Young get down to business
A week ago, Spokane advertising director Dennis Magner spent a tough afternoon fighting to keep awake during a dull business meeting with others in his line of work.
After it ended, the 38-year-old Magner walked over to the Catacombs, a downtown Spokane restaurant, to drop in on a meeting he’d been invited to attend.
What he found were more than 100 other Spokane people, ranging in age from their young 20s to their 40s. All of them had received e-mail invitations that week to the first meeting of the Spokane Society of Young Professionals, a networking group looking to build more links between young workers in a community that has generally left them to their own devices.
Magner said he was delighted at what he found and can’t wait for the next meeting of the new group.
“That earlier business meeting I’d been at lacked any energy,” said Magner, president of ad agency Magner Sanborn Renouard. “With this group (at the Catacombs), you could feel people were there because they wanted to be, not because they had to be there. It felt relaxed and spontaneous.”
He contacted the people who had launched the group and said he wanted to help them build the organization. “I had the feeling that this was the beginning of something exciting,” he said.
The group’s genesis was about two weeks ago, when the five founders met and decided to develop some way to make connections across the community between people like themselves.

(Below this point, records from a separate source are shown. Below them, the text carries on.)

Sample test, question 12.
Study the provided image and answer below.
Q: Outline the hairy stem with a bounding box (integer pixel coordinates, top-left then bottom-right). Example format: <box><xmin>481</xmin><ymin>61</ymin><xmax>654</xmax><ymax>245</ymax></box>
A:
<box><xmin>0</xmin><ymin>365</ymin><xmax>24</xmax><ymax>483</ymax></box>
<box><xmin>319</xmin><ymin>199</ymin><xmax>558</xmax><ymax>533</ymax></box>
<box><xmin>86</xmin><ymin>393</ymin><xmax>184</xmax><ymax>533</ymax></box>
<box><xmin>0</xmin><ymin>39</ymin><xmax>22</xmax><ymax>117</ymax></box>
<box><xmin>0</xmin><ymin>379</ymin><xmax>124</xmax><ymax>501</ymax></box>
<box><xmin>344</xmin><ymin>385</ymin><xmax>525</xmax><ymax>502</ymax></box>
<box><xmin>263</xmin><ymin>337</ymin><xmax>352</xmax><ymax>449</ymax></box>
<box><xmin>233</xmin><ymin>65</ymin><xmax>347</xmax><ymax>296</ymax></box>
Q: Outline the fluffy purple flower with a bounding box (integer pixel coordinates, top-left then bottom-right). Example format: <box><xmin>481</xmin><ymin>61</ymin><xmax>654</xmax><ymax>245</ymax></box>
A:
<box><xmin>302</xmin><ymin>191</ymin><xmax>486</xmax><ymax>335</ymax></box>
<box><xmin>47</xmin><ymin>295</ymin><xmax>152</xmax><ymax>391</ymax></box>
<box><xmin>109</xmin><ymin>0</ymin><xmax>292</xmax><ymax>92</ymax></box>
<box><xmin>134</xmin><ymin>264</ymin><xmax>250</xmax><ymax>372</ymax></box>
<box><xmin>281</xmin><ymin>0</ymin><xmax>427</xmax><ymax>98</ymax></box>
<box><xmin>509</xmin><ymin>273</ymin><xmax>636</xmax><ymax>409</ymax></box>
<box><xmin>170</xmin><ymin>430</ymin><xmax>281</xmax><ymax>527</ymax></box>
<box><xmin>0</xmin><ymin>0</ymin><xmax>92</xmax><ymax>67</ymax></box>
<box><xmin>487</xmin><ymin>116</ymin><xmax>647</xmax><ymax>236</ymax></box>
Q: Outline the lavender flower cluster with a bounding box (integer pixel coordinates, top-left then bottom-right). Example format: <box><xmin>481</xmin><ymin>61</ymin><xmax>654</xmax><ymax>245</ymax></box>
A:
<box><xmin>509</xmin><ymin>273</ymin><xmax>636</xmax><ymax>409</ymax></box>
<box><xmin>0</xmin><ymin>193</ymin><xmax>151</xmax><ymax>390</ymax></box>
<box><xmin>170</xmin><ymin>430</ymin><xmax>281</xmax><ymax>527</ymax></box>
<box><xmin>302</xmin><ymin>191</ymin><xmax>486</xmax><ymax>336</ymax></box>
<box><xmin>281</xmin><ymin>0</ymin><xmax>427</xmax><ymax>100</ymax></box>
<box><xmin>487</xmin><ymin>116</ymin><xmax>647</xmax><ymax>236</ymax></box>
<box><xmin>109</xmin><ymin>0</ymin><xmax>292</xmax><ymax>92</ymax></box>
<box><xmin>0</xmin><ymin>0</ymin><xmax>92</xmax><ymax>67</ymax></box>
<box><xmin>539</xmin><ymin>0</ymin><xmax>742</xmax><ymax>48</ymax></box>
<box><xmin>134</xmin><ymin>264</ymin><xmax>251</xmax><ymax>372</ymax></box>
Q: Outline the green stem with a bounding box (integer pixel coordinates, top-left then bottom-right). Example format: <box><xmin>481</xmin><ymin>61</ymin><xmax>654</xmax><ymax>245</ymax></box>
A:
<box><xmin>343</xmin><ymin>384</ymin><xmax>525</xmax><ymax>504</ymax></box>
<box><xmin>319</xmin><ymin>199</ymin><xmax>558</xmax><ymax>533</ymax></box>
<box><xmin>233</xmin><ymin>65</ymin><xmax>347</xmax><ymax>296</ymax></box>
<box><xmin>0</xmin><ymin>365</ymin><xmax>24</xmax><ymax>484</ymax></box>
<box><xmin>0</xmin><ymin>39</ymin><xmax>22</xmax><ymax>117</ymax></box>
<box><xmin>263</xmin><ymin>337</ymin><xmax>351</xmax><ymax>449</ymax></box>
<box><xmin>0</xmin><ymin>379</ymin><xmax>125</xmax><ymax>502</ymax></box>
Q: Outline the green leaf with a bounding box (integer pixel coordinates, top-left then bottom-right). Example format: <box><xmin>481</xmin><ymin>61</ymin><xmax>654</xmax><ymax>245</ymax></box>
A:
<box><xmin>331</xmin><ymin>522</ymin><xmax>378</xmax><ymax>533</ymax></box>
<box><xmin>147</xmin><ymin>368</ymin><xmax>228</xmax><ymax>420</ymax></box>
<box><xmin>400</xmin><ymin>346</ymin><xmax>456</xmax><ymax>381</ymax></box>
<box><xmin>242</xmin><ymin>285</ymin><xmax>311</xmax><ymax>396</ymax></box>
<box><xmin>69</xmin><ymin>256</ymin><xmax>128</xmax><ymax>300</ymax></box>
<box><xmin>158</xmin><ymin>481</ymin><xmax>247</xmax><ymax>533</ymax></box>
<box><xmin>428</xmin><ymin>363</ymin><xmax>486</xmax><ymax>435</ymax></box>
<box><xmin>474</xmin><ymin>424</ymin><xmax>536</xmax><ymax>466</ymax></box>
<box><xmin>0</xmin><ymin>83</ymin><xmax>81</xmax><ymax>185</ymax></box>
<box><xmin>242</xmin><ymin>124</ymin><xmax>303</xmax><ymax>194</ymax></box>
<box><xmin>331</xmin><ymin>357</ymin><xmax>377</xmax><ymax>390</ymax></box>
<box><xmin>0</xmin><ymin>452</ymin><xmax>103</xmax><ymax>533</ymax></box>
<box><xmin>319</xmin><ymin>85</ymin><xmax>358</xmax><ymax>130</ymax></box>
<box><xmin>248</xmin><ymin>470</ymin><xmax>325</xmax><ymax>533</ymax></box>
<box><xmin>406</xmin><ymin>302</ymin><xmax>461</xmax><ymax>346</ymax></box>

One of the five, Ryan Moede, graduated from Whitworth College last spring and decided to remain in the area. He now works in the communications office of Inland Northwest Health Services.
“We’ve all seen how we have five area colleges who, once school is done, see most of their graduates pick up and leave the area,” Moede said. “I know a lot of people who want to stay here. Once they establish stronger connections to others here, they’re more inclined to stay.”
The others who helped form the group are Bethany Luck-Hutson, Jenny Harvey, Charlie Archer and Rachel Fabrikant-Botnick. Luck-Hutson’s husband works at ConnoverBond, a Spokane development firm headed by Rob Brewster.
It was Brewster who saw the group as a springboard to help young professionals form closer bonds. He let them hold the first meeting at his restaurant and donated door prizes.
“These are the group of people who will become the next group of leaders in this community,” Brewster said. Himself a 30-something, Brewster said he’s glad to have been invited. “I barely qualify to be part of the group,” he said.
He’s seen similar ideas form in Seattle and Washington, D.C., but never before in Spokane, Brewster said.
Jenny Harvey, who works as a coordinator of internships at Gonzaga University, said the idea jelled when the group of five first got together in late October. By the time they agreed to launch the Spokane Society of Young Professionals with a blowout, they had less than a week to get the word out, she said.
They hoped 20 people would show up at the Catacombs. Drawing more than 100 “was totally gratifying,” she said.
The group also doesn’t want a strict age barrier. “You’re young if you think young,” said Luck-Huston, who works in the marketing department at River Park Square.
The founders said the group is more than a social party planner for busy professionals. Its focus will be helping busy young workers learn what’s happening in the community and help them with business connections as they stay here, she said.
The five decided to incorporate as a nonprofit group, elect a board of directors and launch a Web site.
Once a month the group wants to host a social event just for people to meet. About as often they hope to bring in speakers or special events. They’ll ask those who join to contribute yearly dues to cover costs.
Brewster said area technology companies found success hosting a yearly LaunchPad party, to share ideas and have fun. But the young professionals are different, he said. “This is a group that is focused mostly on those in that age group. I hope it gets bigger and bigger.”